Robin's Hypothesis Testing
Age 16 to 18
Challenge Level
Robin has a bag containing red and green balls. Robin wants to test the following hypotheses, where $\pi$ is the proportion of green balls in the bag:
$H_0\colon \pi=\frac{1}{2}$ and $H_1\colon \pi\ne\frac{1}{2}$
Robin is allowed to take out a ball at random, note its colour and then replace it: this is called a trial. Robin can do lots of trials, but each trial has a certain cost.
Robin wants to test these hypotheses as cheaply as possible, so suggests the following approach:
"I will do at most 50 trials. If the p-value* drops below 0.05 at any point, then I will stop and reject the null hypothesis at the 5% significance level, otherwise I will accept it."
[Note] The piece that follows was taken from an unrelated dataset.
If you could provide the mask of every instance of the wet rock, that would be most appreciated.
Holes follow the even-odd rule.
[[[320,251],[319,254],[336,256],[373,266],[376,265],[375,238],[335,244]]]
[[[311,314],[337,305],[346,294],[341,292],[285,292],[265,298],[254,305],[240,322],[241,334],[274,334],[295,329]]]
Robin tells you about this plan. What advice could you give to Robin?
Warning - the computer needs a little bit of thinking time to do the simulations!
In this simulation, you can:
- specify the number of green and red balls actually in the bag (and the true ratio is shown with a green dashed line on the graph) - note that in a real experiment we would not know this!
- specify the number of trials (up to 200)
- specify the proportion for the null hypothesis (which we took to be $\frac{1}{2}$ above)
- choose whether to show the proportion of green balls after each ball is picked
- choose whether to show the p-value after each ball is picked*
- rerun the simulation ("Repeat experiment")
The "Final p-value" shows the p-value at the end of the experiment, and the orange lines are at 0.1, 0.05 and 0.01.
Here are some questions you could consider as you think about Robin's approach:
- What do you notice about the patterns of proportions and p-values? Is there anything which is the same every time or most times you run the simulation?
- If we repeat the experiment lots of times, how often does $H_0$ get rejected using Robin's approach? Does the answer to this depend on how many trials we perform?
- Does the answer change if you change the true proportion of greens in the bag?
- What would happen if you changed the hypothesised proportion $\pi$?
- What would happen if you changed the significance level from 5% to 10% or 1%?
You may want to ask and explore other questions as well.
Rejecting $H_0$ when it is true is called a Type I error.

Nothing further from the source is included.